Ted Seeberg inherited his interest in art from his father (also Ted Seeberg), a talented designer and painter in his own right. His formal training as an artist was limited to a single year at the Vancouver School of Art (the precursor to The Emily Carr Institute of Art and Design) as well as drawing classes at the community college level.

After a brief stint as a “starving artist” in his early twenties, Ted veered toward the traditional, studying architecture and building technology. He worked for various firms including Bruno Freschi Architects, a well-respected design oriented practice that fostered a creative environment.

Despite his conventional career path, Ted continued to fulfill his need for artistic expression – sketching, drawing, painting and escaping to the wilderness for inspiration as often as possible. His only hiatus from art was in the mid-eighties, when he focused on building his own company Ted Seeberg Design Ltd.
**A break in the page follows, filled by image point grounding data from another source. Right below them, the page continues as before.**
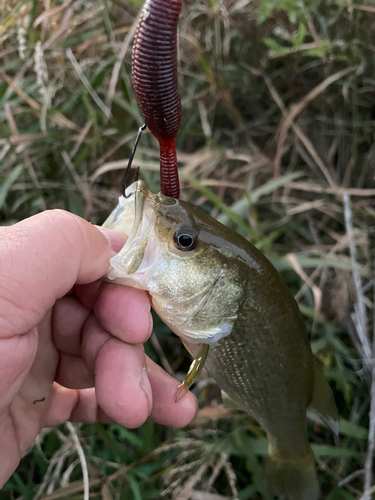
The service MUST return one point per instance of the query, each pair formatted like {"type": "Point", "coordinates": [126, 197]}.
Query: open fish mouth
{"type": "Point", "coordinates": [133, 217]}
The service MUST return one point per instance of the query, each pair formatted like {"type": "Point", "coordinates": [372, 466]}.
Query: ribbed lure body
{"type": "Point", "coordinates": [155, 81]}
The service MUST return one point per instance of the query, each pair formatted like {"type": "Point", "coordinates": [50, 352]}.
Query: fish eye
{"type": "Point", "coordinates": [185, 238]}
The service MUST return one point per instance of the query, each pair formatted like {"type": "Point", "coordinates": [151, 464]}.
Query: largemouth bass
{"type": "Point", "coordinates": [234, 314]}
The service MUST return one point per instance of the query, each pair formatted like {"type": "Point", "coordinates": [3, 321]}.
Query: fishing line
{"type": "Point", "coordinates": [126, 179]}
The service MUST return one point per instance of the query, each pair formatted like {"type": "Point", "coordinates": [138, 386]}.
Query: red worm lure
{"type": "Point", "coordinates": [154, 72]}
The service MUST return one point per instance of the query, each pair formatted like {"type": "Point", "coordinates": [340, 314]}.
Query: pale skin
{"type": "Point", "coordinates": [71, 344]}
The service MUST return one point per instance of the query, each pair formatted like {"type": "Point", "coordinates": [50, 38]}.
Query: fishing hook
{"type": "Point", "coordinates": [125, 180]}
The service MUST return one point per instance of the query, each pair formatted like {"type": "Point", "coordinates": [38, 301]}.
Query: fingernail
{"type": "Point", "coordinates": [115, 239]}
{"type": "Point", "coordinates": [146, 386]}
{"type": "Point", "coordinates": [187, 402]}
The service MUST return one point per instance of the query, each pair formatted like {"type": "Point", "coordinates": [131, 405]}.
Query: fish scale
{"type": "Point", "coordinates": [234, 313]}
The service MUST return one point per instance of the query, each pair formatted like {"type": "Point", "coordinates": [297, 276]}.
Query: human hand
{"type": "Point", "coordinates": [71, 346]}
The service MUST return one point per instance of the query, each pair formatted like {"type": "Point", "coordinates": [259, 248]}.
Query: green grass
{"type": "Point", "coordinates": [244, 66]}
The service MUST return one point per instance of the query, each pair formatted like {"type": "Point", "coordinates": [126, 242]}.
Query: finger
{"type": "Point", "coordinates": [17, 355]}
{"type": "Point", "coordinates": [69, 317]}
{"type": "Point", "coordinates": [72, 372]}
{"type": "Point", "coordinates": [164, 387]}
{"type": "Point", "coordinates": [124, 312]}
{"type": "Point", "coordinates": [165, 410]}
{"type": "Point", "coordinates": [123, 389]}
{"type": "Point", "coordinates": [82, 405]}
{"type": "Point", "coordinates": [122, 386]}
{"type": "Point", "coordinates": [47, 254]}
{"type": "Point", "coordinates": [87, 294]}
{"type": "Point", "coordinates": [75, 405]}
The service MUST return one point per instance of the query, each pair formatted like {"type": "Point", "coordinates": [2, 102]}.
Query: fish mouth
{"type": "Point", "coordinates": [137, 212]}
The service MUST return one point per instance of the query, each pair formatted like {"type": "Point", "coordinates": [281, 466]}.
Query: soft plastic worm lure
{"type": "Point", "coordinates": [155, 81]}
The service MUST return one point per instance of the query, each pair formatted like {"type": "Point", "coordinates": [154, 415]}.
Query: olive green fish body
{"type": "Point", "coordinates": [213, 287]}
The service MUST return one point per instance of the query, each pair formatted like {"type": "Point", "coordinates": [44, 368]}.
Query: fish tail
{"type": "Point", "coordinates": [295, 479]}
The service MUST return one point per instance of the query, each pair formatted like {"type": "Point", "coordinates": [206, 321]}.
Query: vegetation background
{"type": "Point", "coordinates": [277, 141]}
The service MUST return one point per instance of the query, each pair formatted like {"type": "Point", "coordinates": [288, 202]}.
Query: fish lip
{"type": "Point", "coordinates": [130, 258]}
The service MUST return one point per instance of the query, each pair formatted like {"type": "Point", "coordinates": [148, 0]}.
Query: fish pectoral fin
{"type": "Point", "coordinates": [322, 400]}
{"type": "Point", "coordinates": [194, 370]}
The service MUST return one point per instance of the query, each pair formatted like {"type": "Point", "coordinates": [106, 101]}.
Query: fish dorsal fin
{"type": "Point", "coordinates": [322, 400]}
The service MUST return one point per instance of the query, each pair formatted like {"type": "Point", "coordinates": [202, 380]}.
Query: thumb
{"type": "Point", "coordinates": [42, 258]}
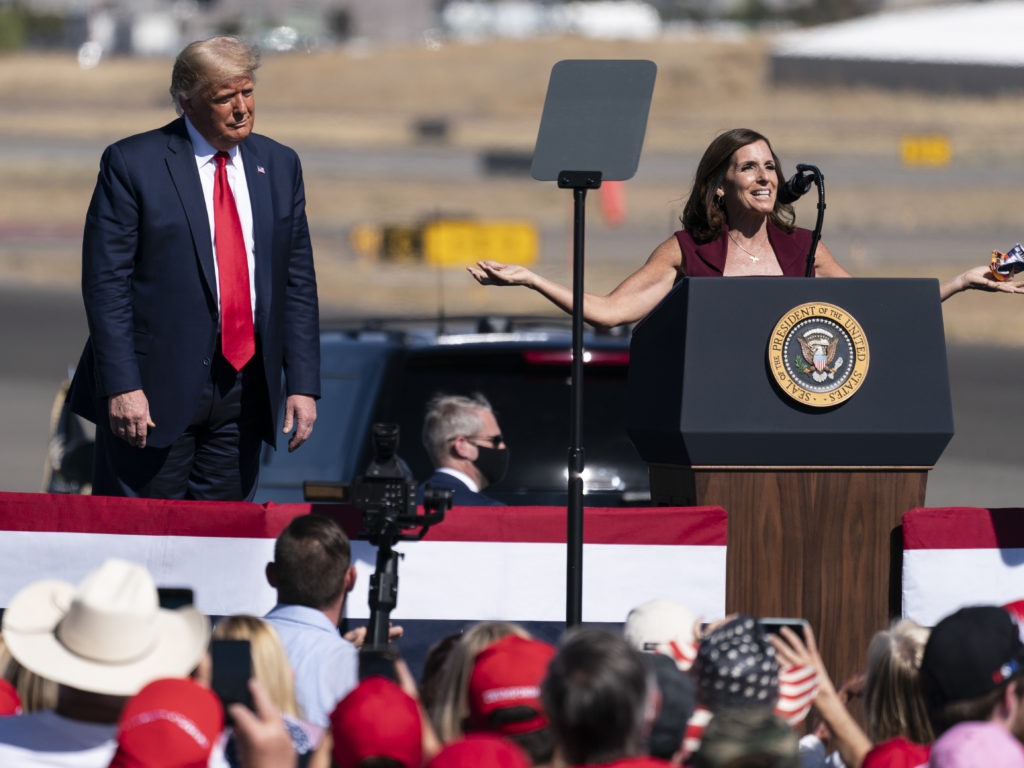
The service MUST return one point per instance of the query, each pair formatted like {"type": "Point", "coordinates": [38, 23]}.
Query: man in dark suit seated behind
{"type": "Point", "coordinates": [465, 444]}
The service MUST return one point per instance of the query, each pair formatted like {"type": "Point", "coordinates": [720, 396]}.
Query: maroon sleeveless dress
{"type": "Point", "coordinates": [708, 259]}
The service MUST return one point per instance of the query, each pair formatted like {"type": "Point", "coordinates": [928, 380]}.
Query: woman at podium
{"type": "Point", "coordinates": [734, 224]}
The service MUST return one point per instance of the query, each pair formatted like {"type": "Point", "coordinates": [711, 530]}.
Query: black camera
{"type": "Point", "coordinates": [386, 496]}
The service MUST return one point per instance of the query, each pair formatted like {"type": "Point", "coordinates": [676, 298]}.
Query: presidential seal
{"type": "Point", "coordinates": [818, 354]}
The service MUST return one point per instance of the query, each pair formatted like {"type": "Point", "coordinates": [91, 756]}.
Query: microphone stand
{"type": "Point", "coordinates": [819, 182]}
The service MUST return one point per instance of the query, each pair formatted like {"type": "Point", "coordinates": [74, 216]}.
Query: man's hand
{"type": "Point", "coordinates": [300, 414]}
{"type": "Point", "coordinates": [129, 416]}
{"type": "Point", "coordinates": [357, 637]}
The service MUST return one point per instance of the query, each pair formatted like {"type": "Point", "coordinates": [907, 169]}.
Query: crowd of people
{"type": "Point", "coordinates": [97, 674]}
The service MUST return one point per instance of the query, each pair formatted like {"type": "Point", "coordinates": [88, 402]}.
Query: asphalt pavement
{"type": "Point", "coordinates": [44, 331]}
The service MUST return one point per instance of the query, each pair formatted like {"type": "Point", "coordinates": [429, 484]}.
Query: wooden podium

Once it was established, Ted eagerly returned to painting, his style mature and distinct, and now devotes a couple of days every week to his art. Future plans include dedicating even more time to painting, and to enjoying life in Vancouver with wife Sylvia Males.
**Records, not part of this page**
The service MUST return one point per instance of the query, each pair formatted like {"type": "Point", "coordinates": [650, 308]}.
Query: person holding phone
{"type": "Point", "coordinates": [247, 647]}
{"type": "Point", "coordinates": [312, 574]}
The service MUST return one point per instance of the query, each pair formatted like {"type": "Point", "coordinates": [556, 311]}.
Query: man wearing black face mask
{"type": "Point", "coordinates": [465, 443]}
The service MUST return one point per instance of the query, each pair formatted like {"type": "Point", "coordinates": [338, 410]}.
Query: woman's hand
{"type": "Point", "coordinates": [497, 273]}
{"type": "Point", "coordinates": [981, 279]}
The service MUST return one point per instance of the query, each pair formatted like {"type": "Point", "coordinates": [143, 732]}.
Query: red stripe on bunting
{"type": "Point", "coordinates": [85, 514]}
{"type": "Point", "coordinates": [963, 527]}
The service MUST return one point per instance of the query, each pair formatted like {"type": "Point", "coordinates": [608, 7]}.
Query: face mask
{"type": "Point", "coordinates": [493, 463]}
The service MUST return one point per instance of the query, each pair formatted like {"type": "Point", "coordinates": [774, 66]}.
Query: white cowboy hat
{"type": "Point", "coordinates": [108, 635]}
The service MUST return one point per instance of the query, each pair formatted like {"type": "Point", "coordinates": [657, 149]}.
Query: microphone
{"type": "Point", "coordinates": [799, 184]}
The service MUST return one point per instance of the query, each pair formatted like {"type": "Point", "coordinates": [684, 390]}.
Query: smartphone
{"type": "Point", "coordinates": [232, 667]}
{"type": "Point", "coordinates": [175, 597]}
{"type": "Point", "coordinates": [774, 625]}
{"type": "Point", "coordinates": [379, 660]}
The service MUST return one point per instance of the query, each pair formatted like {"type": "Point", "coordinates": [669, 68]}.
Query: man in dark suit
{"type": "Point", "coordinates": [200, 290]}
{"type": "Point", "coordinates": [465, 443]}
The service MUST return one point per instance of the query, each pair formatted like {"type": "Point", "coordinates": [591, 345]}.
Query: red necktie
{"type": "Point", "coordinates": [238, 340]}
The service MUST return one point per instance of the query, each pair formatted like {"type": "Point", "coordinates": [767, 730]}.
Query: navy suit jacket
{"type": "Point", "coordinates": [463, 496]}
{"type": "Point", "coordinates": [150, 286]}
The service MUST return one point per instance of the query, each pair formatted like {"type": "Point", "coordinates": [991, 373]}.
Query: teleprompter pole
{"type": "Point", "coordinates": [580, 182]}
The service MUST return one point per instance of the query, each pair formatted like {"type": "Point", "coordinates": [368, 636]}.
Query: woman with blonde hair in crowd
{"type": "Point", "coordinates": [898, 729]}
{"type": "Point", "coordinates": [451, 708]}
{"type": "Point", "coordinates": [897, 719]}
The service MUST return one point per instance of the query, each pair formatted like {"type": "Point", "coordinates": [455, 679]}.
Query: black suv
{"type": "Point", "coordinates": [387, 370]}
Surrounded by Artistic DevicesPreferring to express himself in the abstract, and the idea of veiled images in general, Ted holds several figurative and abstract painters in high esteem. In particular he admires the distorted and strange personal imagery of Phillip Guston and Francis Bacon, the unselfconscious ugliness and immediacy of Ernst Ludwig Kirchner, as well as the intuitive bio morphic forms created by Jackson Pollock while he was going through his Jungian psychoanalysis.

When it comes to his own work, Ted Seeberg is uninterested in recreating “pretty” views, nor does he expect that others will share his interpretation or even his reactions to his art. His goal is to define his own visual grammar and create an intuitive body of work that represents a processing of experience.

Over the years, Ted Seeberg’s work has been on display in Vancouver at Artropolis, the Architectural Institute of BC, and most recently in the main lobby of the Hyatt Regency Hotel.